MCA § 27-19-201.  When preliminary injunction may be granted. An injunction order may be granted in the following cases:

(4)  when it appears that the adverse party, during the pendency of the action, threatens or is about to remove or to dispose of the adverse party's property with intent to defraud the applicant, an injunction order may be granted to restrain the removal or disposition;

This Court is bound to ensure justice is served and that no party may take advantage of another through fraud. Fraud, deceit, procedural manipulation, and acute regulatory failure have prevented due process and a full and fair contest of the facts of this case.

 

“[T]he law favors discovery and correction of corruption of the judicial process even more than it requires an end to lawsuits.”

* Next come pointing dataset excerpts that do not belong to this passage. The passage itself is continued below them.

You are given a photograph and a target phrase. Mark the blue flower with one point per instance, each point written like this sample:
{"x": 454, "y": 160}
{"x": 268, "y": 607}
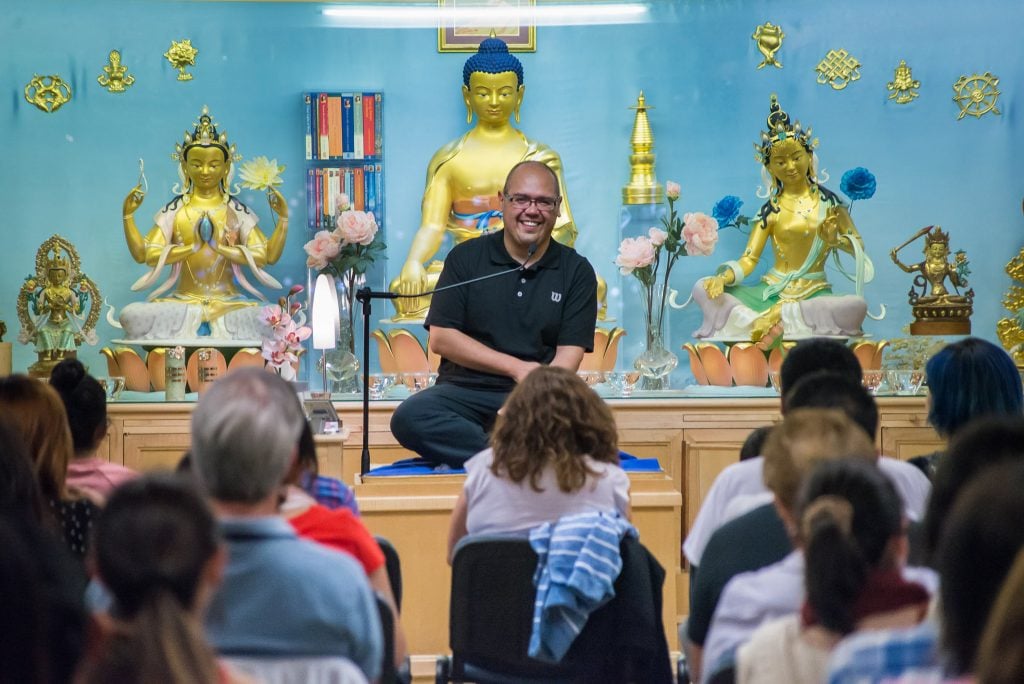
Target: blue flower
{"x": 858, "y": 183}
{"x": 727, "y": 210}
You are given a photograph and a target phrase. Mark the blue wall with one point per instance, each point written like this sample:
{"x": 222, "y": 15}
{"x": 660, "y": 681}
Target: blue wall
{"x": 68, "y": 172}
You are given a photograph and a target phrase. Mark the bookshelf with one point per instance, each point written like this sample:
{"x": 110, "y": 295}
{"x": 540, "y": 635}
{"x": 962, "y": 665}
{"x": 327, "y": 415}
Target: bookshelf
{"x": 344, "y": 154}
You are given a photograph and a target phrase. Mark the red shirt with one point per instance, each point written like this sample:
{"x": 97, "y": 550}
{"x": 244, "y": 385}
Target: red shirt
{"x": 340, "y": 529}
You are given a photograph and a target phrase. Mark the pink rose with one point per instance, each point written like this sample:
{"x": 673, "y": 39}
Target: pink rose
{"x": 273, "y": 316}
{"x": 700, "y": 233}
{"x": 355, "y": 227}
{"x": 321, "y": 249}
{"x": 657, "y": 236}
{"x": 634, "y": 253}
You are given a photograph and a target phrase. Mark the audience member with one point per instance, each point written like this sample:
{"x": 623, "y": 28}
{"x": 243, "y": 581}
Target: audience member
{"x": 851, "y": 527}
{"x": 984, "y": 442}
{"x": 85, "y": 402}
{"x": 980, "y": 542}
{"x": 967, "y": 380}
{"x": 1000, "y": 654}
{"x": 554, "y": 453}
{"x": 158, "y": 551}
{"x": 339, "y": 528}
{"x": 244, "y": 441}
{"x": 759, "y": 538}
{"x": 36, "y": 411}
{"x": 329, "y": 492}
{"x": 806, "y": 437}
{"x": 43, "y": 621}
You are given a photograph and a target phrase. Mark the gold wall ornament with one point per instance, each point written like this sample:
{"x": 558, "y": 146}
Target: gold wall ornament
{"x": 181, "y": 54}
{"x": 769, "y": 38}
{"x": 839, "y": 69}
{"x": 976, "y": 94}
{"x": 936, "y": 310}
{"x": 47, "y": 92}
{"x": 58, "y": 306}
{"x": 643, "y": 186}
{"x": 115, "y": 77}
{"x": 903, "y": 85}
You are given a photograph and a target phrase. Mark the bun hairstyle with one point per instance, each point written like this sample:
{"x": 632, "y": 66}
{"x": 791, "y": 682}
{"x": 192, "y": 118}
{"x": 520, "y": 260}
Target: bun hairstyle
{"x": 849, "y": 512}
{"x": 84, "y": 400}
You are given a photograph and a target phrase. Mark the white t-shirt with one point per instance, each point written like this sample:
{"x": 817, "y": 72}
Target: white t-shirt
{"x": 499, "y": 506}
{"x": 736, "y": 490}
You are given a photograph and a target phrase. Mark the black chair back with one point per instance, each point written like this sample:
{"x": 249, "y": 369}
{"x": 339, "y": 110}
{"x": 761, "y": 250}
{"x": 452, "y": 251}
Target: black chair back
{"x": 393, "y": 565}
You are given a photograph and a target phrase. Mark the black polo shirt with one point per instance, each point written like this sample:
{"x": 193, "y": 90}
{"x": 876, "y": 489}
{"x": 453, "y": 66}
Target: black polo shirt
{"x": 524, "y": 313}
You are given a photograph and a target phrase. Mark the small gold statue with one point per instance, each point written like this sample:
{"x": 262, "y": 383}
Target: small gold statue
{"x": 465, "y": 176}
{"x": 936, "y": 311}
{"x": 181, "y": 54}
{"x": 51, "y": 304}
{"x": 839, "y": 69}
{"x": 977, "y": 95}
{"x": 115, "y": 77}
{"x": 903, "y": 85}
{"x": 769, "y": 38}
{"x": 49, "y": 93}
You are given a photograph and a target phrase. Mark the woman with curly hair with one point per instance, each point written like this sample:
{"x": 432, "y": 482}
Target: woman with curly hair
{"x": 554, "y": 452}
{"x": 36, "y": 411}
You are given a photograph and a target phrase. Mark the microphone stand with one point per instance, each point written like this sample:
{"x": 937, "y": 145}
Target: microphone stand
{"x": 366, "y": 296}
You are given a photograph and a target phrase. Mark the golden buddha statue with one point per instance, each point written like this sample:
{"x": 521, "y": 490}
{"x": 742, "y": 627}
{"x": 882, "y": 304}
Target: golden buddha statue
{"x": 804, "y": 222}
{"x": 466, "y": 176}
{"x": 207, "y": 237}
{"x": 58, "y": 306}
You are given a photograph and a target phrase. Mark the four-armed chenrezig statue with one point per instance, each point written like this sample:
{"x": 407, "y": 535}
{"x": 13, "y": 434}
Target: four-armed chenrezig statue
{"x": 208, "y": 240}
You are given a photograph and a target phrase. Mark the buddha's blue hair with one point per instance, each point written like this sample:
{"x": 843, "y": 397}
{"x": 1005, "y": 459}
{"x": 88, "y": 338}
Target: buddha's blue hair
{"x": 493, "y": 57}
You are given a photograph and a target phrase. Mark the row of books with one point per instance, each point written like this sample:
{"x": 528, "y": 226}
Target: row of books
{"x": 363, "y": 183}
{"x": 345, "y": 125}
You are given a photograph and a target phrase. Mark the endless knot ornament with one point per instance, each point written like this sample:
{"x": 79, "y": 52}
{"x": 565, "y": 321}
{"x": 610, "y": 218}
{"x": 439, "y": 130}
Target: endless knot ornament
{"x": 181, "y": 54}
{"x": 115, "y": 77}
{"x": 47, "y": 92}
{"x": 769, "y": 39}
{"x": 903, "y": 86}
{"x": 838, "y": 69}
{"x": 977, "y": 94}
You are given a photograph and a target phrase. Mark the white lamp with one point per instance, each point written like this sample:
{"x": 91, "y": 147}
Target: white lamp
{"x": 324, "y": 319}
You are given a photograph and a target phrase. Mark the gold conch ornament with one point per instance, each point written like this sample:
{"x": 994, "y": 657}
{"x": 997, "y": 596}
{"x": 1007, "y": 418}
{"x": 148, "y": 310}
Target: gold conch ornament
{"x": 47, "y": 92}
{"x": 181, "y": 54}
{"x": 115, "y": 77}
{"x": 977, "y": 94}
{"x": 903, "y": 85}
{"x": 839, "y": 69}
{"x": 643, "y": 186}
{"x": 769, "y": 38}
{"x": 58, "y": 306}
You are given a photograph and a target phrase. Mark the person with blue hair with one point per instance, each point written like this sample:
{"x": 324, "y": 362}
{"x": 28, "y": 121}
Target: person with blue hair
{"x": 967, "y": 380}
{"x": 465, "y": 177}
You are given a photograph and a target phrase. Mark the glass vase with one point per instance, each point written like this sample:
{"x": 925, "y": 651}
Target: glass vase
{"x": 655, "y": 362}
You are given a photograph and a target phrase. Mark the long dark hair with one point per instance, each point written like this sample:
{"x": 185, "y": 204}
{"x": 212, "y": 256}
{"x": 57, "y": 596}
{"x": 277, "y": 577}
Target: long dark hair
{"x": 849, "y": 512}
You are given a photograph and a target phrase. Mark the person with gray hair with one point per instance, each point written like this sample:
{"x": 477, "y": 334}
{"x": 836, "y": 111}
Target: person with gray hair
{"x": 245, "y": 436}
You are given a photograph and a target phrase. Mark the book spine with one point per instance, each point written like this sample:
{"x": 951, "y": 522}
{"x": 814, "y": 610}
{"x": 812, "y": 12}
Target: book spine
{"x": 378, "y": 124}
{"x": 309, "y": 130}
{"x": 379, "y": 188}
{"x": 310, "y": 200}
{"x": 369, "y": 129}
{"x": 347, "y": 127}
{"x": 357, "y": 125}
{"x": 323, "y": 119}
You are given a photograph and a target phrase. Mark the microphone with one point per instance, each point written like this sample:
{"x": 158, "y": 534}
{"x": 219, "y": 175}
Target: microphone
{"x": 393, "y": 295}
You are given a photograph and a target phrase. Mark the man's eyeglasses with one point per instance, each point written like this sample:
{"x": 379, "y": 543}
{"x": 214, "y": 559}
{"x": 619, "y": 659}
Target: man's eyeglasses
{"x": 523, "y": 201}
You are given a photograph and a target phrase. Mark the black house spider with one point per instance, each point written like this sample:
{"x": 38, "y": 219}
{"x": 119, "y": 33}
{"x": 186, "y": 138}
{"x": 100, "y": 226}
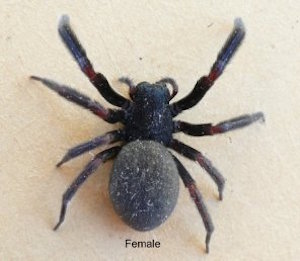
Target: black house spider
{"x": 145, "y": 180}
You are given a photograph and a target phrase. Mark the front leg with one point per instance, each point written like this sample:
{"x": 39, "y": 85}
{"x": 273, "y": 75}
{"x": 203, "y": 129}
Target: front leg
{"x": 97, "y": 79}
{"x": 82, "y": 100}
{"x": 203, "y": 85}
{"x": 221, "y": 127}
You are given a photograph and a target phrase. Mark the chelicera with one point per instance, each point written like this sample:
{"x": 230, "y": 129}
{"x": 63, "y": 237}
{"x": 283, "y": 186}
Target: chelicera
{"x": 144, "y": 183}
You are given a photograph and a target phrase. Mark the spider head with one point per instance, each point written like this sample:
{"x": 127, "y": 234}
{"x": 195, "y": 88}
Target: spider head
{"x": 157, "y": 93}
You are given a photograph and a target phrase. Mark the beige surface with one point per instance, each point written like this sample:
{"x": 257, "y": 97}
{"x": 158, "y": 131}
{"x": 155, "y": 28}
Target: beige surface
{"x": 259, "y": 218}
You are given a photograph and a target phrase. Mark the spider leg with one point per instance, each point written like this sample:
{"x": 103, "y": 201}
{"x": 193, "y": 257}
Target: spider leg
{"x": 197, "y": 198}
{"x": 107, "y": 138}
{"x": 132, "y": 87}
{"x": 97, "y": 79}
{"x": 173, "y": 83}
{"x": 89, "y": 169}
{"x": 205, "y": 163}
{"x": 82, "y": 100}
{"x": 204, "y": 83}
{"x": 221, "y": 127}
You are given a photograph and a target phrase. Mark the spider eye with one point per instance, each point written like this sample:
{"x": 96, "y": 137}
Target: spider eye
{"x": 169, "y": 82}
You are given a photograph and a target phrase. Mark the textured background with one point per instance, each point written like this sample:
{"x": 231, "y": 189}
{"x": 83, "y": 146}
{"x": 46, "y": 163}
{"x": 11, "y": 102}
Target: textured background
{"x": 259, "y": 218}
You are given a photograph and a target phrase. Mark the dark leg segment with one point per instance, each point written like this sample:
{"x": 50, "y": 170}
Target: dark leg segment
{"x": 82, "y": 100}
{"x": 97, "y": 79}
{"x": 108, "y": 138}
{"x": 205, "y": 163}
{"x": 132, "y": 87}
{"x": 172, "y": 82}
{"x": 197, "y": 197}
{"x": 221, "y": 127}
{"x": 203, "y": 85}
{"x": 89, "y": 169}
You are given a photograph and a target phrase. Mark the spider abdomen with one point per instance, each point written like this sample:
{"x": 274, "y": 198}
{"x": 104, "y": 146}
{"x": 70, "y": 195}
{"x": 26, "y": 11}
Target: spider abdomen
{"x": 144, "y": 184}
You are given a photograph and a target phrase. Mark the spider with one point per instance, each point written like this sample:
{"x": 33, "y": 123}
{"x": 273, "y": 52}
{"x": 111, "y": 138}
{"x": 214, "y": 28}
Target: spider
{"x": 144, "y": 183}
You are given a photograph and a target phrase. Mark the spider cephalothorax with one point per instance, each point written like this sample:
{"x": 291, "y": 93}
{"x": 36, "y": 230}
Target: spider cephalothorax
{"x": 144, "y": 183}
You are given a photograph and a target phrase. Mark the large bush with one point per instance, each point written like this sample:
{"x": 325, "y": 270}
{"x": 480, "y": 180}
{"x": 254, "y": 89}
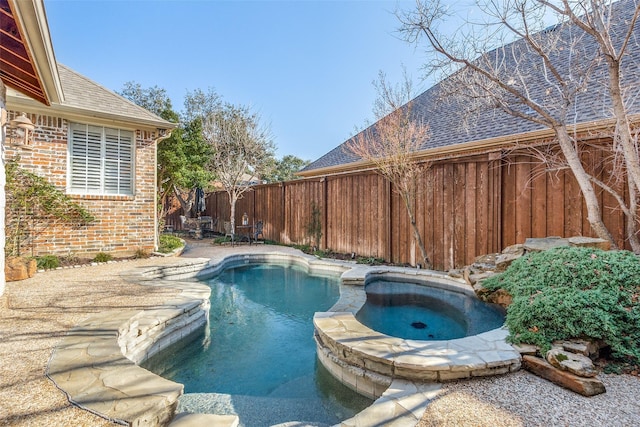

Lockwood v. Bowles, 46 F.R.D. 625, 634 (D.D.C. 1969)

 

“(N.Y.) Execution will be stayed by order of court to prevent fraud or great injustice, either perpetually or for a definite time” Lansing v. Orcott, 16 Johns. 4.

 

The recent appearance of Kenneth K. Lay claiming the Plaintiff is Wells Fargo, coupled with the letter of instruction from Hillary R. McCormack to the Lewis and Clark County Sheriff’s Office claiming this lawsuit is “Wells Fargo v. Nickerson” (see Brief in Support of Motion to Set Aside Judgment and Summary Judgment Order, and the Affidavit of Nick Nickerson in Support of Motions for proof of fraud and deceit practiced by opposing counsels) is reason enough that any reasonable person would see the necessity of granting an injunction postponing the sale.
Kenneth Lay cited,

 

“The allowance of a preliminary injunction is vested in the sound discretion of this Court, which has a “duty to minimize the injury or damage to all parties in the controversy.” Porter, 192 Mont. at 181-182, 627 P.2d at 839.

 

The requested injunction will minimize damage to both parties as explained throughout this reply brief, and in consideration of the facts this Court denied our Motion to Amend Answer, Counterclaim, And Demand For Jury Trial 174 days after it was deemed admitted, this Court refused to require Wells Fargo to comply with a subpoena, and HSBC and Wells Fargo have violated at a minimum M.R.Civ.P. 5.2 Privacy Protection for Filings Made With the Court; M.R.Civ.P. 7.1, M.R.Civ.P. 17(a), MCA § 25-9-205, MCA § 28-1-201, MCA § 28-1-211, MCA § 28-1-403, MCA § 28-1-1301, MCA § 30-14-103, MCA § 30-1-201. General Definitions(2)(v) ”Holder”(i); MCA § 32-9-170, MCA § 37-61-406, MCA § 45-6-325, MCA § 71-1-224, Montana Penal Code, Part I, Title VII, Chapter 4, Section 232; and 15 U.S.C. § 1641(g) among many others, it would be in the best interest of all parties to grant this injunction. No right to action can arise from an illegal act.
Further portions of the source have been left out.